I don't understand this at all.
Sun Corp. had investments in marketable debt securities costing $650,000 that were classified as available-for sale. On June 30, 20X3, Sun decided to hold the investments to maturity and accordingly reclassified them to the held-to-maturity category on that date. The investments’ market value was $575,000 at December 31, 20X2, $530,000 at June 30, 20X3, and $490,000 at December 31, 20X3. Sun does not elect the fair value option to account for these investments.
What amount should Sun report as net unrealized loss on marketable debt securities in its 20X3 statement of stockholders’ equity?

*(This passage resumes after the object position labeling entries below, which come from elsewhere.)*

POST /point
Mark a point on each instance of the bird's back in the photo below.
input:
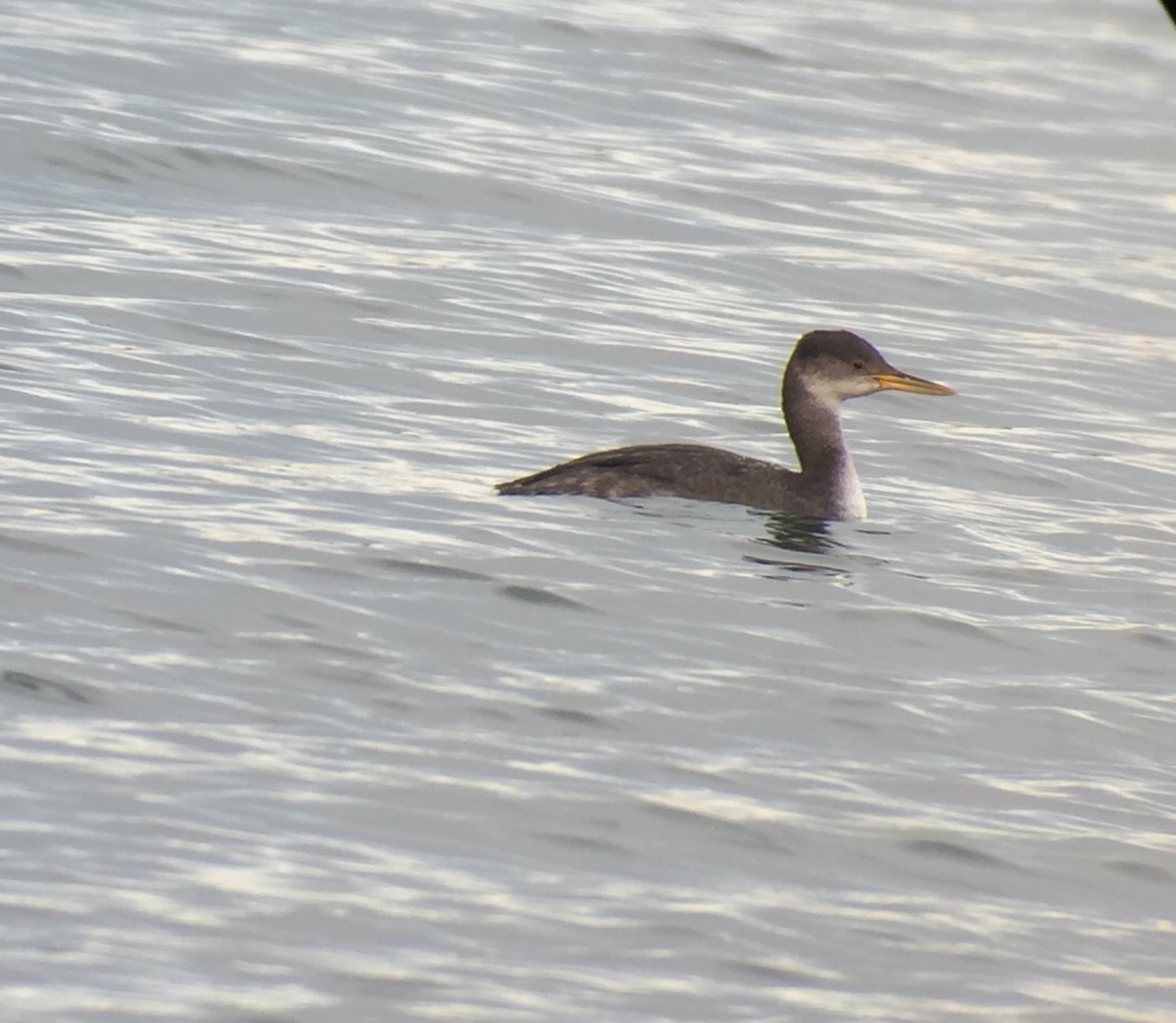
(675, 470)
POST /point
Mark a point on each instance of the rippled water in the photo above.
(304, 723)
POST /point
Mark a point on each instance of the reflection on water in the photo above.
(797, 534)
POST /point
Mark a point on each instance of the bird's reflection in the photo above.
(805, 546)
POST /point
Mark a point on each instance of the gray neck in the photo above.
(814, 422)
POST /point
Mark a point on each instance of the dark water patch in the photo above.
(570, 716)
(582, 844)
(34, 546)
(739, 833)
(44, 688)
(956, 851)
(734, 47)
(534, 595)
(769, 974)
(1140, 871)
(428, 569)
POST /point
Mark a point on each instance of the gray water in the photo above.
(301, 722)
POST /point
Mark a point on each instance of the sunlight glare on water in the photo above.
(305, 723)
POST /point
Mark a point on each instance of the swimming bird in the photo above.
(826, 367)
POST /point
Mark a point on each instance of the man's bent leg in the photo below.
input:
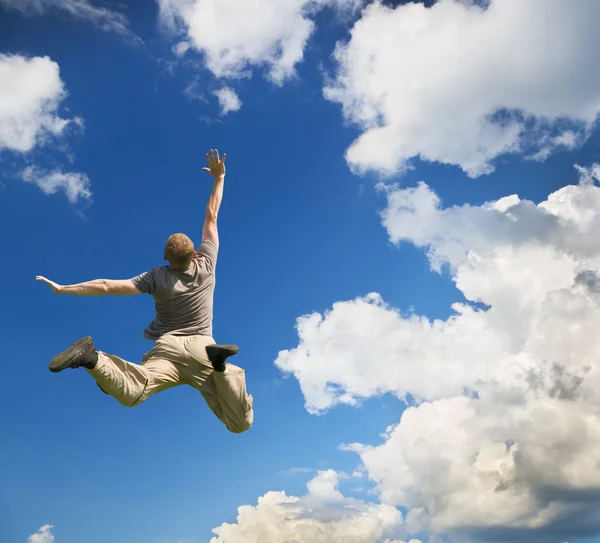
(224, 392)
(235, 403)
(131, 384)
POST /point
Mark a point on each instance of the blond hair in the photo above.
(179, 250)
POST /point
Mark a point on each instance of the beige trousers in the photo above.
(174, 361)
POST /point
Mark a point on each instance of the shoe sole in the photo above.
(62, 361)
(224, 351)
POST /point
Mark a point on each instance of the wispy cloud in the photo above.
(76, 186)
(43, 535)
(228, 100)
(103, 18)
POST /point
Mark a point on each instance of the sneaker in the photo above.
(217, 354)
(81, 354)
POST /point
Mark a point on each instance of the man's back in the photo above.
(183, 298)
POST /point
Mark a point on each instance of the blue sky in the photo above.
(301, 230)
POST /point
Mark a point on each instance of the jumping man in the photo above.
(184, 351)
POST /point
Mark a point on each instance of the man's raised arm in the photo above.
(217, 170)
(97, 287)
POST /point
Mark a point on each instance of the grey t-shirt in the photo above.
(183, 298)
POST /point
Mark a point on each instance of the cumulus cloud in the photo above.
(323, 515)
(228, 100)
(43, 535)
(460, 83)
(105, 19)
(237, 36)
(502, 428)
(31, 92)
(76, 186)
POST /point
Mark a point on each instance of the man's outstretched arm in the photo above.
(97, 287)
(217, 170)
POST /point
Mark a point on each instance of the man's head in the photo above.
(179, 251)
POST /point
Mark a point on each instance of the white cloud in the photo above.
(76, 186)
(228, 100)
(461, 85)
(323, 515)
(236, 36)
(43, 535)
(31, 92)
(503, 434)
(105, 19)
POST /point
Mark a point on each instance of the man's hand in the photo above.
(54, 286)
(216, 167)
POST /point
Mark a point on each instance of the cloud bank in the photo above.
(502, 430)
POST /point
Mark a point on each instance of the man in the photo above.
(184, 351)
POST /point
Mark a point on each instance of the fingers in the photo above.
(213, 157)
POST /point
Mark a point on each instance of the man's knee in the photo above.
(240, 426)
(125, 399)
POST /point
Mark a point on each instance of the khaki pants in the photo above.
(173, 361)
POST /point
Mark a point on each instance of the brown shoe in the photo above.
(217, 354)
(81, 354)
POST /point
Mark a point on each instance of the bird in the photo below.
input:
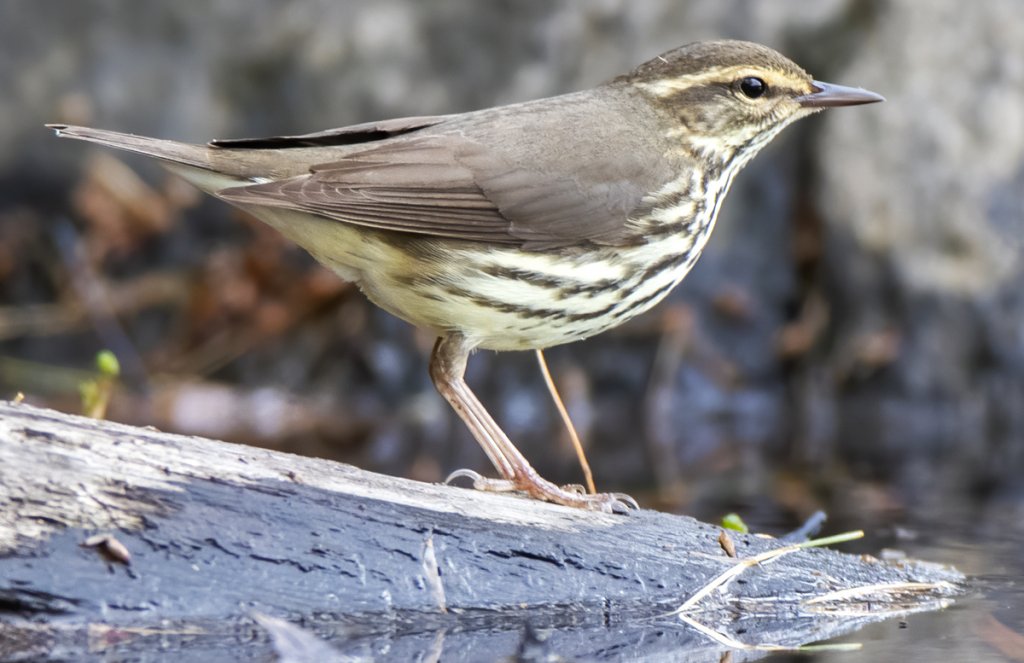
(519, 226)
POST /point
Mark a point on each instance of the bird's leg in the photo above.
(448, 368)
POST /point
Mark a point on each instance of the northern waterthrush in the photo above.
(520, 226)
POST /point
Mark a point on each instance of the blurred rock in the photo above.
(866, 260)
(924, 235)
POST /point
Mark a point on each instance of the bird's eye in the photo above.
(753, 87)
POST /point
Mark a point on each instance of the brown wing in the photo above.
(509, 189)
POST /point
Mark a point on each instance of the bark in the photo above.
(130, 540)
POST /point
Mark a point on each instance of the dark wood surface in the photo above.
(382, 568)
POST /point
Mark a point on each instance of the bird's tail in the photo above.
(204, 166)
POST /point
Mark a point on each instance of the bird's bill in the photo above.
(826, 95)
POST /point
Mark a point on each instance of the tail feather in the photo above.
(177, 153)
(208, 167)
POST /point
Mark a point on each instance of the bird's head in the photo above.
(729, 98)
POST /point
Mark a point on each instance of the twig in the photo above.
(742, 565)
(588, 475)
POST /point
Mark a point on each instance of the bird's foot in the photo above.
(538, 488)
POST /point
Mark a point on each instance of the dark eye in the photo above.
(753, 87)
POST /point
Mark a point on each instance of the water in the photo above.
(986, 542)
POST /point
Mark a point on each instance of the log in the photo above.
(120, 540)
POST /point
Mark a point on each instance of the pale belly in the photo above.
(498, 297)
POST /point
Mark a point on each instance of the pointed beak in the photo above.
(826, 95)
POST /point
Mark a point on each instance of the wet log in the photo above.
(120, 540)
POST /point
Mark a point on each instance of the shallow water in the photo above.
(985, 624)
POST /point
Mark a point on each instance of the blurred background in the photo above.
(852, 339)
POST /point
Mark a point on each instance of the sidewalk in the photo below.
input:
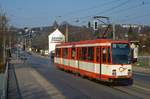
(26, 83)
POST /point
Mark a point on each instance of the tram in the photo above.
(102, 59)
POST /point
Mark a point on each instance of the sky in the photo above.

The answer is 120, the 650 cost subtracted from the 530 at the time of the reclass from AFS to HTM. Why is the entire amount of 650 being taken as unrealized in X3? At Dec 31 wouldnt the security have been carried at $575 on Dec 31 X2 with that loss going to OCI? And from there in X3 the difference between the new carrying amount of 575 and the 530 at the date of the reclass be what goes to OCI in X3? Why are we using the…wait I think I just answered my own question. Are we looking at the 120 because when we look at the statement of SE we are looking at the cumulative amount? So the 75 loss in X2 and the 45 loss in X3 would show up as one cumulative number on the balance sheet in SE…which is why the answer is 120 in X3?